Shamelessly posting on here as I know it gets a lot of traffic.
I have started to write this out multiple times but end up waffling on and getting too emotional so I am going to try again without doing that.
Looking for advice on custody in a divorce. 9 month old son, husband is a good father but emotionally abusive. He has told me that if we were to separate he would be awarded custody of my son as I can’t provide a home for him.
I work part time 30 hours over 3 days and my job is not well paid. I wouldn’t be able to afford to rent a place and would be moving back to parent’s large home. They would be more than happy to have us and it would be a nice environment for me and son with plenty of space but would the courts see this as an issue?
Husband has a mortgage and a fairly well paid job. My plan would be to save as much as I can and look to get our own place once I was back full time and son entitled to 30 hours free childcare.
I also have a thousand pounds on a catalogue type account I am currently chipping away at. Never missed a minimum payment and pay more as and when I can afford it. Husband says this combined with the fact I don’t drive and would be living with family will mean the courts award him custody.

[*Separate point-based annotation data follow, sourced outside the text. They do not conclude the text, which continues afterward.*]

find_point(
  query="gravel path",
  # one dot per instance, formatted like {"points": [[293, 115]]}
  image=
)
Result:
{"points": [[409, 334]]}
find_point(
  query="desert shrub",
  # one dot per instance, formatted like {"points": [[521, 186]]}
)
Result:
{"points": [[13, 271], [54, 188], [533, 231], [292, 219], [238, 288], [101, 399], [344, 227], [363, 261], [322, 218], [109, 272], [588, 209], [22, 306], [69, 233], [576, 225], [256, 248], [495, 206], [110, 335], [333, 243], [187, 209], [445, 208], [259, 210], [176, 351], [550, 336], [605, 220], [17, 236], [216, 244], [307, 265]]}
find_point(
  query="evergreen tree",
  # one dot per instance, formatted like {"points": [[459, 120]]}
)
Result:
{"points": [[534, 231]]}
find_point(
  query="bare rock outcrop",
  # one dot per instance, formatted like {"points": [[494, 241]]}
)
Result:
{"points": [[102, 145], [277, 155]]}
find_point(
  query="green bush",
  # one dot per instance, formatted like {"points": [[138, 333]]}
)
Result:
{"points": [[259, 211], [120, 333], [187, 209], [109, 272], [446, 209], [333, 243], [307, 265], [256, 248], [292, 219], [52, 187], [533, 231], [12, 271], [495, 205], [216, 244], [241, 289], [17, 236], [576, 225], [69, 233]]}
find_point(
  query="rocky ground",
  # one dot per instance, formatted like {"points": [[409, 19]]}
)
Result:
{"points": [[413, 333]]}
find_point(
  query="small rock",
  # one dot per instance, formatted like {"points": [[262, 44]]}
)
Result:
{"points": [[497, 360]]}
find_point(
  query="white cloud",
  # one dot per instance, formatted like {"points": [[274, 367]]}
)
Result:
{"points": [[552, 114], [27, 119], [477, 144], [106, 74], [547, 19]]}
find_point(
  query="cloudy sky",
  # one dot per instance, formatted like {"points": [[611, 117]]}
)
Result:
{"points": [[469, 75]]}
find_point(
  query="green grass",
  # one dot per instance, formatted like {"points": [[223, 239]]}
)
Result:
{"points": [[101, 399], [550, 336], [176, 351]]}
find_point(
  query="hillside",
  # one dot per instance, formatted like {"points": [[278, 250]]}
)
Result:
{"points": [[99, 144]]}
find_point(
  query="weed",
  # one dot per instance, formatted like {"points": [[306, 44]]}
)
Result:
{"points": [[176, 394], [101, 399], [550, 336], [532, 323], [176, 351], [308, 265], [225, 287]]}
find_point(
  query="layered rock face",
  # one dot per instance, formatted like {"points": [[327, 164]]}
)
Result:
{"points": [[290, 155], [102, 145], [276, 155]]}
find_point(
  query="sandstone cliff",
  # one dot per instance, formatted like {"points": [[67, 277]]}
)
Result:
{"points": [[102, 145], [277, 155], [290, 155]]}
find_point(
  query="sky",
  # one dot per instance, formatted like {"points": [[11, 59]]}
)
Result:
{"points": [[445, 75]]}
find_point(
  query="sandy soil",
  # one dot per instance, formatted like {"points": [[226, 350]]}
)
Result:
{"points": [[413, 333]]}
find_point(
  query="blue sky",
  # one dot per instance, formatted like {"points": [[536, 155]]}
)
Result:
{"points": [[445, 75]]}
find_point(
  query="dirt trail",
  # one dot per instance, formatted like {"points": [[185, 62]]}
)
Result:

I realise I am useless, I am a bad mother in the fact that I cannot financially provide for my son properly but I know he has all the love and care he needs from me. He is my absolute world and being a mother is the one thing I can say with confidence that am good at. I know I have let him down by not making better decisions in life though and feel ashamed and guilty about this.
I would be happy to share custody. Both of our parents currently look after our son one day a week each to allow me to work. Would courts give my husband sole custody based on all of this? I do most of the physical care for our son, husband has only ever changed a handful of nappies and given a few bottles.
I am so very down about this all, I wish I hadn’t let my son down. The last couple of years have been the hardest of my life. I lost my first baby at 5 months. My grandmother who I was close to died suddenly and my grandfather has dementia and has deteriorated rapidly. My mum is just the most lovely person and I worry about her a lot, it really upsets me that I am going to be adding to her stresses with this.
Basically what I am asking is will I lose my baby? I work part time, don’t drive and would be living with my parents (I appreciate what a loser I sound) and he has a decent job and a mortgage. Sorry, I waffled again.